Hello everyone. Today’s post is going to cover the steps needed to follow should you ever have to remove a ‘Physical Disk’ resource from a clustered service or application where that disk is configured as a mount point. Removing a disk from a group may be needed if the application no longer requires the storage and there’s a need to utilize the disk in some other group or decommission it entirely.

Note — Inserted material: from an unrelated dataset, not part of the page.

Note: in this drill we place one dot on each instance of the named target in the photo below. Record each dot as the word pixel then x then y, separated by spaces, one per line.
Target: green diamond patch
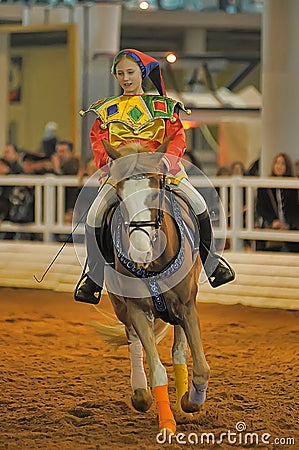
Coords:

First, I wanted to talk a little about dependencies and their function. Resource dependencies are created between one or more resources in a cluster group in order to determine the order in which resources in the group are taken online/offline. Take for instance a SQL Server resource that’s dependent on the ‘Physical Disk’ resources where SQL’s data is stored. A dependency should be established so that the SQL Server resource is dependent on the disk resource. This dependency will make sure the disk comes online first, and then SQL Server. Same thing when taking those things offline, except in reverse. The SQL Server resource will come offline before the disk comes offline. Obviously, we would not want to have SQL Server attempt to start until all the disks it was using was online first.

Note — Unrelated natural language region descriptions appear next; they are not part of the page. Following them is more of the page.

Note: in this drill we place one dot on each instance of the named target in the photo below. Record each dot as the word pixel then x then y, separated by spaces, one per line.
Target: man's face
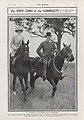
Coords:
pixel 48 37
pixel 19 32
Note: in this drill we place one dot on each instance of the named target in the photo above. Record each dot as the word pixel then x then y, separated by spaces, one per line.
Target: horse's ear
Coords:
pixel 64 45
pixel 70 45
pixel 27 42
pixel 22 42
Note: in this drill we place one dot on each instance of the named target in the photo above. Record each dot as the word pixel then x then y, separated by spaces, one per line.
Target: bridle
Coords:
pixel 62 58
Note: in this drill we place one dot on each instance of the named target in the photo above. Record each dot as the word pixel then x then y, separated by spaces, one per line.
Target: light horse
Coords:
pixel 53 68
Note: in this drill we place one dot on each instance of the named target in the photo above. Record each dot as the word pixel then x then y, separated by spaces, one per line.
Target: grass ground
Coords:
pixel 65 96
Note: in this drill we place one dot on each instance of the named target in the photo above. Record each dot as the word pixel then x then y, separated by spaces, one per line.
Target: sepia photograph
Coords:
pixel 42 63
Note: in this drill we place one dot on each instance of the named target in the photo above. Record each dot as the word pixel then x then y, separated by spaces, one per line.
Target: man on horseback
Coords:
pixel 15 43
pixel 46 51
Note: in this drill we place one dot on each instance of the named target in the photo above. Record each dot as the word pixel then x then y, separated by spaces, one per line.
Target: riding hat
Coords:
pixel 20 28
pixel 48 34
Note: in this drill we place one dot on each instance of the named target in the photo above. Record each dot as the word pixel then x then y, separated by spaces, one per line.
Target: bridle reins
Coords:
pixel 62 58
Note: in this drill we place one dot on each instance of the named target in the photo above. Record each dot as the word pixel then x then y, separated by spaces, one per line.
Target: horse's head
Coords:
pixel 25 51
pixel 67 53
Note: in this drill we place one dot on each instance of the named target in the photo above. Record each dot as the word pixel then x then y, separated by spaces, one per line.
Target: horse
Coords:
pixel 54 67
pixel 21 67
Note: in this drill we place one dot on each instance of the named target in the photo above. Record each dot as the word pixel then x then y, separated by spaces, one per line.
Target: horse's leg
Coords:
pixel 14 80
pixel 54 86
pixel 26 82
pixel 33 77
pixel 21 82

Once resources in a cluster group are linked with dependencies, you have to be careful when deleting resources out of a group. If you don’t remove dependencies properly, you may end up inadvertently removing other resources as well.

In this example, I have two resources in a cluster group, Resource A and Resource B. I establish dependencies between them so that Resource B is dependent on Resource B.

This means that when the group is brought online, Resource B will not be brought online until Resource A is online.

Here is what the dependency report looks like.

Now that these two resources are linked, you have to be careful when deleting these resources. If I were to delete Resource A from the group without first removing the dependency, BOTH resources will get removed.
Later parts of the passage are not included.